The Revolutionary Confederation of Laborers and Farmworkers, or CROC, is pressing for a 20% raise, benefits such as 20 annual vacation days and more contributions toward transportation, school supplies, food and savings funds.

The union also is urging the company to end discrimination, sexual harassment and unfair dismissals, which it says have been reported to the union and labor councils.

“We called for a strike due to worker rights violations and to review the collective labor contract,” CROC Secretary General Isaias Gonzalez told Reuters.

Home Depot has about 6,200 workers under the union’s contracts, according to CROC.

Gonzalez said the demands were similar to those CROC put to retailer Walmart de Mexico last March before the government passed a reform designed to guarantee workers’ rights and end decades of cozy relationships between unions and companies that yielded so-called protection contracts.

Walmart (WMT.N) and CROC reached a deal to avert strikes.

The demands for Home Depot, where CROC has 40 collective contracts in 18 states, grew out of the United States-Mexico-Canada Agreement (USMCA), Gonzalez said. The trade pact was approved by the U.S. House of Representatives only after Mexico stepped up commitments to enforce its labor laws.

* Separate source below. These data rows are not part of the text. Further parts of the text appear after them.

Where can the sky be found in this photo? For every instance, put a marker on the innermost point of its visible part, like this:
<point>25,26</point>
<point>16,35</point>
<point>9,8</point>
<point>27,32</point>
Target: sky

“Now is the time to act, because we now have the new labor law, we have USMCA, and we can’t be held to the terms of companies that resist,” Gonzalez said. “They’re used to protection contracts. But that ended with the new labor law.”

The USMCA has yet to be ratified by the U.S. Senate.

When asked about CROC’s demands, Home Depot said it was not the only company adapting to Mexico’s labor law.

“This stems from the ongoing changes coming from the new labor reform standards, which are not specific to The Home Depot,” said Home Depot spokeswoman Sara Gorman.

“We’re committed to doing the right thing, taking care of our associates and complying with the law, which we’ve done since our arrival in Mexico in 2001.”

Home Depot has about 16,000 employees across 125 stores in Mexico. Some workers in recent days have displayed large banners emblazoned with CROC’s arguments at store entrances.